# Geekvape Griffin 25mm



## Attie (11/3/16)

This should be good

http://www.geekvape.com/project/griffin-rta-25/

Reactions: Agree 2 | Winner 1


----------



## Necropolis (11/3/16)

Wow - I suspect this will be very popular. 

What devices out there at the moment can fit a 25mm tank without any overhang?


----------



## BhavZ (11/3/16)

♦ Available for single or dual coil
♦ 6.2ml juice capacity
♦ 17mm build deck
♦ *Clicking-Clock Positions airflow control*
♦ Top airflow with travel-to-the-coil structure (Top airflow version)
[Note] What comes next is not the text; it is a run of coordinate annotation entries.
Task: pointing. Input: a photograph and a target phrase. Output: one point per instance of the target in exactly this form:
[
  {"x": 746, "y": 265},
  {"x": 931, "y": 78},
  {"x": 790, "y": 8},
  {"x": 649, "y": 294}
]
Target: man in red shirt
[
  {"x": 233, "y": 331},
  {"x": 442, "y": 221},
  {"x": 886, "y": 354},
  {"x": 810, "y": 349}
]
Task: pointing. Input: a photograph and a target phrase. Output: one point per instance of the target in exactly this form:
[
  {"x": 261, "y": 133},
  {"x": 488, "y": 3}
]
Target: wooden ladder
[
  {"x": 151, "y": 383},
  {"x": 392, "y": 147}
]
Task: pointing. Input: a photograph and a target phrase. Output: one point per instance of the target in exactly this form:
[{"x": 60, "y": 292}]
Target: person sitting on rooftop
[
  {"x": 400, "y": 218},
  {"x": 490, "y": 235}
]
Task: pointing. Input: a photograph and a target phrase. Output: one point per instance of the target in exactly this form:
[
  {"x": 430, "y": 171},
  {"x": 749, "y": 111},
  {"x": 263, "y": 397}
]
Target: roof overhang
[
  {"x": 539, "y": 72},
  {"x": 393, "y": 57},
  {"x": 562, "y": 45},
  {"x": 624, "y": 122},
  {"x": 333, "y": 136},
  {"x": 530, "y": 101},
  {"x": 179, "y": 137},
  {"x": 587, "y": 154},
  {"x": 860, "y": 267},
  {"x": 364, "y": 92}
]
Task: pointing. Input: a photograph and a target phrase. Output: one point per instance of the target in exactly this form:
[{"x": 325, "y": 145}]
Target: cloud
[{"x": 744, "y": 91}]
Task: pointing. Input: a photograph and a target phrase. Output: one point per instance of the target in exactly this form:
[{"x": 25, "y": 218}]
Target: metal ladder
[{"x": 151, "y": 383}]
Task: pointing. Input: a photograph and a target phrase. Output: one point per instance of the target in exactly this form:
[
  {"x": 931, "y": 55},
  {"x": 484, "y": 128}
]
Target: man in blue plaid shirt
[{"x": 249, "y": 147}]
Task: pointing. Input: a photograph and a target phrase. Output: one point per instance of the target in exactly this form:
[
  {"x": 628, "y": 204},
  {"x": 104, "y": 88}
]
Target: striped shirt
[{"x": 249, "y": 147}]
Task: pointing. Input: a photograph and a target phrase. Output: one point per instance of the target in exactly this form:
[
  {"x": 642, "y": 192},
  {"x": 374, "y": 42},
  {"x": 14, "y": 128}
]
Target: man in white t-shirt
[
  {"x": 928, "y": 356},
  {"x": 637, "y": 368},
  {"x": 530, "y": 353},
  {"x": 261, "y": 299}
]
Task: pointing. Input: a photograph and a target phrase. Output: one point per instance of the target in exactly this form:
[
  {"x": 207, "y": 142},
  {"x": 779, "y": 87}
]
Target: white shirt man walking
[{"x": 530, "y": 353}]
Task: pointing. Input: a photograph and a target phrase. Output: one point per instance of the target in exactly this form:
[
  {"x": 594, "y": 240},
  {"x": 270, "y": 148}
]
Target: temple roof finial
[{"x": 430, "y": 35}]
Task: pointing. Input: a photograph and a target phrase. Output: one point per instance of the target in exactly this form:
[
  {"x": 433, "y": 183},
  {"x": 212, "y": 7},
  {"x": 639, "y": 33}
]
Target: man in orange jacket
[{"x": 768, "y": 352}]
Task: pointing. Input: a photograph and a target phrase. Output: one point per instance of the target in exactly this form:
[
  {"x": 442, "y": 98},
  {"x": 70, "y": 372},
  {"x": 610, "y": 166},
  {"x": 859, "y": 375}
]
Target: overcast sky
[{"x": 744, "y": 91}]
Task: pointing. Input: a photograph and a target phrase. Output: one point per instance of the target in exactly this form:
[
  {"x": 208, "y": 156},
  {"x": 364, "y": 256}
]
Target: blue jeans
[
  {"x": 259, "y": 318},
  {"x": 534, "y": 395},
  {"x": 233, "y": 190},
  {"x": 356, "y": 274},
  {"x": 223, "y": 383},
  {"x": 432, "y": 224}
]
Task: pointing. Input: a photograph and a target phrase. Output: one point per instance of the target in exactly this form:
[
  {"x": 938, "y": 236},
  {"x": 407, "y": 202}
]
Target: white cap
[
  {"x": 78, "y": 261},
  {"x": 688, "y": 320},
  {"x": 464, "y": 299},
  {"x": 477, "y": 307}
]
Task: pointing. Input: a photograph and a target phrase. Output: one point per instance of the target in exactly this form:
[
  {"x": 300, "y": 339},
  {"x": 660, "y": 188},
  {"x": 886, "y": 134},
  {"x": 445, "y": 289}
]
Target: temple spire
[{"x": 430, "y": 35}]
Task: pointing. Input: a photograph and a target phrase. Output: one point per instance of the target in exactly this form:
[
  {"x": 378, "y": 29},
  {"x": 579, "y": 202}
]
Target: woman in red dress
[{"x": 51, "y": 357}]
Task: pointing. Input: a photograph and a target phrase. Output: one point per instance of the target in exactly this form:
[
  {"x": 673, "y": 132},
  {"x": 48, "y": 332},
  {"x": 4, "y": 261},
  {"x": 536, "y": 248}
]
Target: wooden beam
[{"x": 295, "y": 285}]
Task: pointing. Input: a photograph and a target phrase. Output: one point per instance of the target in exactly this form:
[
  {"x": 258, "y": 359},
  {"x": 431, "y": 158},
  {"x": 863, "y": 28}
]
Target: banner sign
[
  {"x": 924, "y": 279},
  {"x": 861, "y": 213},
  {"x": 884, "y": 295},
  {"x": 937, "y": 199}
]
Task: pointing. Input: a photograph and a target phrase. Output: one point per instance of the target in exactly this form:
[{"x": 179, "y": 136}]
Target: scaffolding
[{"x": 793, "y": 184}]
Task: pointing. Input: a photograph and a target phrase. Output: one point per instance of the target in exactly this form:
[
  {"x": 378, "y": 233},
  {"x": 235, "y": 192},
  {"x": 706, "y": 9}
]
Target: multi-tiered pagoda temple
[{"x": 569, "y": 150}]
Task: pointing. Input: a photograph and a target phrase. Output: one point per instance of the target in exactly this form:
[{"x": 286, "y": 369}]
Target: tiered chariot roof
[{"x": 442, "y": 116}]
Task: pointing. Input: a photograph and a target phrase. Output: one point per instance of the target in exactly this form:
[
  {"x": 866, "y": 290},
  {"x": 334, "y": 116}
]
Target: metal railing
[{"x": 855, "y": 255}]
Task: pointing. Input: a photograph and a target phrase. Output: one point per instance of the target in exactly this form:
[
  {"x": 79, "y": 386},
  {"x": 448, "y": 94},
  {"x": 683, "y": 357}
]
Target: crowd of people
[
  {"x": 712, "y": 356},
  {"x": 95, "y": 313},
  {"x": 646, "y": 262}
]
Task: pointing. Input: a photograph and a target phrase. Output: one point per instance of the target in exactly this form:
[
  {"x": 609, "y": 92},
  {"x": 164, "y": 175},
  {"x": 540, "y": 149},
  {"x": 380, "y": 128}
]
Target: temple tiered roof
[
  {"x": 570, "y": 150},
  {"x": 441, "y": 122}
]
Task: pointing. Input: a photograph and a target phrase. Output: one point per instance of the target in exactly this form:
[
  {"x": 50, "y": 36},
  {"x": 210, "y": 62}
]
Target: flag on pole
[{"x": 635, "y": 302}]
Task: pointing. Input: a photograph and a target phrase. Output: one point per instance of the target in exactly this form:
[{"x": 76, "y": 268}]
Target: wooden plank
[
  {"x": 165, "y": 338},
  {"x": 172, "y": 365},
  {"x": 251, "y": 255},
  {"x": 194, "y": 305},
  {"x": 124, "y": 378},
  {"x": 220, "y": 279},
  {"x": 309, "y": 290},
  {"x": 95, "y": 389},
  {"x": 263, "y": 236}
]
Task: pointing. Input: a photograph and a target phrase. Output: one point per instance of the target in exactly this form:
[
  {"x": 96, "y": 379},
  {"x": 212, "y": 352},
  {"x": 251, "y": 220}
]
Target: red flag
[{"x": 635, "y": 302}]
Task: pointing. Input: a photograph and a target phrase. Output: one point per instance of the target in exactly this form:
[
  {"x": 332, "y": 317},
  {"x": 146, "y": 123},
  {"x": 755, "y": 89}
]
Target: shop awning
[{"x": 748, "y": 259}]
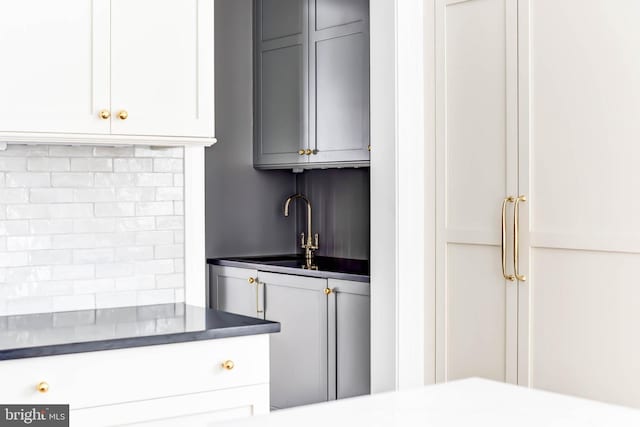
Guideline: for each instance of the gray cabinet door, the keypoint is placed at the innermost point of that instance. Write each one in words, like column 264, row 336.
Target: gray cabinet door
column 299, row 353
column 281, row 82
column 349, row 311
column 339, row 76
column 231, row 289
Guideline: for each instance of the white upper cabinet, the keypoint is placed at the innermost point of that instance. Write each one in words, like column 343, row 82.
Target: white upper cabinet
column 54, row 76
column 107, row 71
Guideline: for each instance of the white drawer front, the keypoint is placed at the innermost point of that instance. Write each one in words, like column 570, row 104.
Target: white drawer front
column 114, row 376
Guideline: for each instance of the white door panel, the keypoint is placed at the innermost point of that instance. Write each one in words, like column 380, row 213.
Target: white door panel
column 476, row 151
column 58, row 82
column 162, row 67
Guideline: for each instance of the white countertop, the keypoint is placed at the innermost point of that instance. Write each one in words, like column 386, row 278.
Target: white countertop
column 472, row 402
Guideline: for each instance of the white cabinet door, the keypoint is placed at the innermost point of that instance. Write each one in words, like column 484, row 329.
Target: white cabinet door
column 476, row 148
column 54, row 66
column 579, row 133
column 162, row 67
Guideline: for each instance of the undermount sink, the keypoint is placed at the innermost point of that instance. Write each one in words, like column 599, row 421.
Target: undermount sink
column 320, row 263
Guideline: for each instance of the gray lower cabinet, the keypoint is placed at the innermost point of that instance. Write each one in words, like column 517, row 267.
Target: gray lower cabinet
column 234, row 290
column 299, row 353
column 311, row 83
column 323, row 349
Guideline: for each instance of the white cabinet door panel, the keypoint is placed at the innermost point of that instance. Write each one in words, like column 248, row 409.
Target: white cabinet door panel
column 162, row 67
column 476, row 149
column 579, row 155
column 54, row 75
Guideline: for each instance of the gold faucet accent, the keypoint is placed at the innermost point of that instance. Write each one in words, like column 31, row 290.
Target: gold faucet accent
column 307, row 244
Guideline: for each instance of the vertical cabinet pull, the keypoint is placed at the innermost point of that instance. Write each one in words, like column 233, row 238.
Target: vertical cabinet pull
column 516, row 243
column 503, row 247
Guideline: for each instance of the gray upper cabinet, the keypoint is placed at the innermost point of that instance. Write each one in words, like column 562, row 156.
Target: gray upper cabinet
column 311, row 83
column 281, row 82
column 339, row 64
column 299, row 353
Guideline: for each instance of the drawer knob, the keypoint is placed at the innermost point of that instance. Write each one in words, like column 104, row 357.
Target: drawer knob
column 43, row 387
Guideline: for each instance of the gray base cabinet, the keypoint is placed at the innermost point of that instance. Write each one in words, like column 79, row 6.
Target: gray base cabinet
column 311, row 83
column 323, row 350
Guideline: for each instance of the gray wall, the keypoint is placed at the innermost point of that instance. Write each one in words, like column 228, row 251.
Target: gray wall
column 244, row 206
column 340, row 201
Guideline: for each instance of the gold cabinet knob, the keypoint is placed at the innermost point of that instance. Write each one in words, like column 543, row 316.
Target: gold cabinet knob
column 43, row 387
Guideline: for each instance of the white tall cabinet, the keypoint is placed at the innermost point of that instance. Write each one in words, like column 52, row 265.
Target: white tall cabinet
column 539, row 98
column 106, row 69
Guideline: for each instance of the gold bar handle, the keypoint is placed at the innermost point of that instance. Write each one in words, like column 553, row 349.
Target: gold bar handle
column 516, row 243
column 503, row 247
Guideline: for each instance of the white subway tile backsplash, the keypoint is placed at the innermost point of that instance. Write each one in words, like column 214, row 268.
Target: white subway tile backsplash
column 51, row 226
column 169, row 251
column 14, row 195
column 11, row 164
column 73, row 272
column 133, row 165
column 169, row 193
column 92, row 165
column 72, row 179
column 170, row 223
column 154, row 180
column 134, row 253
column 27, row 179
column 154, row 237
column 51, row 195
column 168, row 165
column 50, row 257
column 94, row 195
column 48, row 164
column 154, row 208
column 93, row 256
column 115, row 209
column 28, row 243
column 84, row 227
column 115, row 179
column 13, row 228
column 123, row 269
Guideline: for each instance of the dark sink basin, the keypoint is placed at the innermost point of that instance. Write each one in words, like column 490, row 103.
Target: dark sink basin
column 320, row 263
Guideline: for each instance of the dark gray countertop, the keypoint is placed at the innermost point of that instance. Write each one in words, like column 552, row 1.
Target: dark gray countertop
column 327, row 267
column 49, row 334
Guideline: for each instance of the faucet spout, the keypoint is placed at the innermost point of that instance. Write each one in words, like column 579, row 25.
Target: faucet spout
column 308, row 245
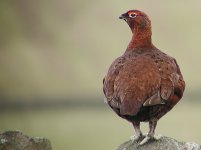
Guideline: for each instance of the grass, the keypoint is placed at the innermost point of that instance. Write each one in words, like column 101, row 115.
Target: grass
column 97, row 128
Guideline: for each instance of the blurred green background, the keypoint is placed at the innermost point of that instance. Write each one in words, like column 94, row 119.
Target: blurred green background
column 55, row 53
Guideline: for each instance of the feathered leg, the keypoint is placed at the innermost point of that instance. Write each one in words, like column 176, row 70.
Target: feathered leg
column 150, row 135
column 138, row 132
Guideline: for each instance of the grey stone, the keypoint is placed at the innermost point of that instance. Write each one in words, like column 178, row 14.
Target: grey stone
column 164, row 143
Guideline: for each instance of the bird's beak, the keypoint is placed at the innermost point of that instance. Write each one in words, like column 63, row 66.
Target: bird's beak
column 123, row 16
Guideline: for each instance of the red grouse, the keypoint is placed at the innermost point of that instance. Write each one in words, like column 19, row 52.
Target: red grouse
column 144, row 83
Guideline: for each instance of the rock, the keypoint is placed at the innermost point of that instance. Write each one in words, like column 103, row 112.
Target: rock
column 164, row 143
column 16, row 140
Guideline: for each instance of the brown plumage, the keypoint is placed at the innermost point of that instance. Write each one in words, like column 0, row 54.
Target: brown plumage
column 144, row 83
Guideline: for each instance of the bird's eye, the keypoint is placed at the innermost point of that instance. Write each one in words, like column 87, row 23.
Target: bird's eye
column 132, row 15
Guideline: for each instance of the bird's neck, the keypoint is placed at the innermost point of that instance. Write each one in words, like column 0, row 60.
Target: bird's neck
column 141, row 38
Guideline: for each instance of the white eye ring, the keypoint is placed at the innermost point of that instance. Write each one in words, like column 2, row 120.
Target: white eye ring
column 132, row 15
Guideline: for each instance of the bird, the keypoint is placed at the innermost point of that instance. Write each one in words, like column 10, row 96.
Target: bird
column 144, row 83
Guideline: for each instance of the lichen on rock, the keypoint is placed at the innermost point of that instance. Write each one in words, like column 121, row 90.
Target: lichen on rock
column 164, row 143
column 16, row 140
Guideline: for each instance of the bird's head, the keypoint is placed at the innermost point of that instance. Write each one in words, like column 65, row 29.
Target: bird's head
column 136, row 19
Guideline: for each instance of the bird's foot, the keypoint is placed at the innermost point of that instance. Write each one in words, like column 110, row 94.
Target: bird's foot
column 136, row 137
column 150, row 137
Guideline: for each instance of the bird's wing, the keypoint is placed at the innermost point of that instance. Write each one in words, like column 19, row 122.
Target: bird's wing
column 138, row 82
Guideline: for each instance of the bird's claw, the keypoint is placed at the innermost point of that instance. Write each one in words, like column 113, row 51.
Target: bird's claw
column 135, row 137
column 148, row 138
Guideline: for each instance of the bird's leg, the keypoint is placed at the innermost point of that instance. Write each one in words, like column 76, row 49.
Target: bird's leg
column 150, row 135
column 138, row 132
I see they saw rip's video, I wonder if they are going to give a free tub of Ultima with every purchase

Reactions: Agree 1 | Funny 1


----------



## Paulie (11/3/16)

Caint wait!!

Reactions: Funny 1 | Can relate 1


----------



## stevie g (11/3/16)

25mm VCMT fits on the RX200 pretty well.


----------



## Rossouw (11/3/16)

Damnit. I want one

Reactions: Like 1


----------



## mAlice (11/3/16)

The Smok XCUBE II is 24.5 mm, don't think that 0.5 mm will make a huge difference. Also, this product looks awesome. 



BhavZ said:


> ...I see they saw rip's video...



Is that the Vaping Side effects video that he removed? I didn't see it, is there still a random upload of that video?


----------



## BhavZ (11/3/16)

mAlice said:


> The Smok XCUBE II is 24.5 mm, don't think that 0.5 mm will make a huge difference. Also, this product looks awesome.
> 
> 
> 
> Is that the Vaping Side effects video that he removed? I didn't see it, is there still a random upload of that video?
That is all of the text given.